More than just pins and needles

An often overlooked health and safety hazard for construction workers is the damage caused by extended exposure to vibrations from, for example, the use of power tools

Some of the safety risks associated with equipment use are easy to spot, for example, the risk of a cut when using a saw. Others are less obvious. In the construction industry, a common but less obvious risk when using certain equipment is what is known as hand-arm vibration syndrome, which is caused by the extended use of power tools.

The vibration from power tools is absorbed by the hand or arm and can result in neurological, vascular and musculoskeletal disorders or damage. For example, blood vessels can be damaged resulting in finger blanch, which is followed by increasing numbness, tingling and pain. Damage to nerve endings can result in sensory loss, compromised fine-motor movement and chronic pain.

Hand-arm vibration syndrome is a potential disability and its effects are irreversible. When the signs are visible in an employee, such as blanched fingers or pain, it is already too late. Employers should therefore educate employees on how to limit the risk of hand-arm vibration syndrome. The American Occupational Safety and Health Administration has the following suggestions:

• Use damping techniques or vibration isolators on equipment;

• Keep machines and tools in proper working order;

• Alternate between using vibrating and non-vibrating tools;

• Allow workers to take 10 to 15-minute breaks each hour;

• Educate workers on vibration hazards and best practices for limiting exposure; and

• Advise workers to keep their hands warm and dry, and to grip tools lightly.

There are also anti-vibration gloves available to assist in minimising the damage caused by vibration. The Dromex Mach Impact and Vibration Pad Glove, for example, features foam padding on the palm to help absorb and divert vibration. These gloves are made for specific industries.

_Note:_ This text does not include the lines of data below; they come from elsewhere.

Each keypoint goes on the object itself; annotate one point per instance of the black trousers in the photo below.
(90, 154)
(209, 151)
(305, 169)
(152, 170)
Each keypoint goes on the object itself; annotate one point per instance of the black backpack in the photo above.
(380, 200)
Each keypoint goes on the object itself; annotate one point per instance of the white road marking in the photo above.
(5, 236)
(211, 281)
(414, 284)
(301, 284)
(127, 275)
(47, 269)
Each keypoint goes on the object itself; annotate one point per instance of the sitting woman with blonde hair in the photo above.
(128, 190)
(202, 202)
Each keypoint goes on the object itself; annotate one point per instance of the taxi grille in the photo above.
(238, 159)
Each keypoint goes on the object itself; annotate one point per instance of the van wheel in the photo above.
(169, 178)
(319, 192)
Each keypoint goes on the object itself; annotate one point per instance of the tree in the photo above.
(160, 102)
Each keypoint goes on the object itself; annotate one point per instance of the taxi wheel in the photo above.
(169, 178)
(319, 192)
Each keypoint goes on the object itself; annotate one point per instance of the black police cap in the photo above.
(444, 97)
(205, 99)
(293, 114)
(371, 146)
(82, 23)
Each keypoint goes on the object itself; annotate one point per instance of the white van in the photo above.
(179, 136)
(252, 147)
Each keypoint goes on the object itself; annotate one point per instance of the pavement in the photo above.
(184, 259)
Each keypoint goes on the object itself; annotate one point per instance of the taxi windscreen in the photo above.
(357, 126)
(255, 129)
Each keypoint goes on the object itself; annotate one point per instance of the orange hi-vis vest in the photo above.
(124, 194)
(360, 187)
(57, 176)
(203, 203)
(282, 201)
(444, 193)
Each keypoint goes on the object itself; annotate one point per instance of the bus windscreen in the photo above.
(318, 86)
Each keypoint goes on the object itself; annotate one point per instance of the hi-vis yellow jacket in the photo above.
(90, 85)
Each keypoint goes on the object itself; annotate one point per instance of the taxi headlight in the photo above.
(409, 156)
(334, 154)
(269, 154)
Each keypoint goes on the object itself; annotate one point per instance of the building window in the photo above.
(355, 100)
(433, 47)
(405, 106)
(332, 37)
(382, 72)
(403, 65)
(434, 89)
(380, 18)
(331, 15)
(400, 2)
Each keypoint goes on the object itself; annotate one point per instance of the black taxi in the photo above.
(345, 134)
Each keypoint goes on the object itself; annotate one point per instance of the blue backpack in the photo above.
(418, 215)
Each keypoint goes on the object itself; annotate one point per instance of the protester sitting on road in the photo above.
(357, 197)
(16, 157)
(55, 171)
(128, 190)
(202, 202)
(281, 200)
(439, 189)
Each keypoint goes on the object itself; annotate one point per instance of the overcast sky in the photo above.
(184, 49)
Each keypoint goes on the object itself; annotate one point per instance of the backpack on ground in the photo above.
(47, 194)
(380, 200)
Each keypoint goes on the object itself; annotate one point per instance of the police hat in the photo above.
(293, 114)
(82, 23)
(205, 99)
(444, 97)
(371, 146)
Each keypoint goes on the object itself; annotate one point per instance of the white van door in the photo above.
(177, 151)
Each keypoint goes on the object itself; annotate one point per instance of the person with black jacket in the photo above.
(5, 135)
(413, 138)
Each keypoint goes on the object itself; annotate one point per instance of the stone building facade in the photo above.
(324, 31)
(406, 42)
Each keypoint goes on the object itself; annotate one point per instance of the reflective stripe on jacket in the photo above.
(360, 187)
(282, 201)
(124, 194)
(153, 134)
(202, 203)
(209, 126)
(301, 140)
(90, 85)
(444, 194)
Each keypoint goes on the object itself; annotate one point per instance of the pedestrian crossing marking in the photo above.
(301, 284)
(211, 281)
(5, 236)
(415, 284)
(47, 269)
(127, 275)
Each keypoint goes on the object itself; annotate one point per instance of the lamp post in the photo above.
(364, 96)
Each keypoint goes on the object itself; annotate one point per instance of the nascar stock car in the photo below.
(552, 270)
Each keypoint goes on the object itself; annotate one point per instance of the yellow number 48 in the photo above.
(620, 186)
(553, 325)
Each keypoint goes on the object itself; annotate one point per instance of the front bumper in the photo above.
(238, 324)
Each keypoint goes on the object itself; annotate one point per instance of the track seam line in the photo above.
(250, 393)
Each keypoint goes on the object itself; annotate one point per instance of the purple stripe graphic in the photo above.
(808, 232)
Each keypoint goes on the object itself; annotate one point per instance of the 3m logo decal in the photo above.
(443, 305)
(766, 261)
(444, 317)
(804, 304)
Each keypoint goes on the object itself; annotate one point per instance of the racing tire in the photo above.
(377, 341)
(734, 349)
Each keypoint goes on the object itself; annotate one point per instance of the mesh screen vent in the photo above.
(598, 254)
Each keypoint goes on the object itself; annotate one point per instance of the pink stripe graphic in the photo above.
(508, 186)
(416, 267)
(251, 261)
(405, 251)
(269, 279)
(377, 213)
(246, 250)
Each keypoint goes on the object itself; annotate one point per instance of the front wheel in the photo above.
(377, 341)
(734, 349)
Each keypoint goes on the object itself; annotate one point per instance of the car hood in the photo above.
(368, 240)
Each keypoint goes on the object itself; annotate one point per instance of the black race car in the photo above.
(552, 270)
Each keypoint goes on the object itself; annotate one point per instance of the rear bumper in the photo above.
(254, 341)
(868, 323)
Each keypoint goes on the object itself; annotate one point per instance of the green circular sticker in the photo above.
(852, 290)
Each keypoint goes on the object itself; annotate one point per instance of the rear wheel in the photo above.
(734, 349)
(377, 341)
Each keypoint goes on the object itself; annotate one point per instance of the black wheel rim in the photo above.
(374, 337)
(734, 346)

It is, therefore, important to ensure the gloves purchased are suited to the particular industry.

In addition to ensuring the gloves provide sufficient protection against vibration, it is also important to choose a glove with adequate impact and cut resistance as these risks are also associated with using power tools.

If there aren’t already measures in place to prevent hand-arm vibration syndrome, employers are encouraged to address the issue immediately, as it can take years for the damage to become apparent at which point it might be too late.

In addition, the symptoms are often attributed to other causes. This means employers won’t necessarily address the extended exposure to vibration.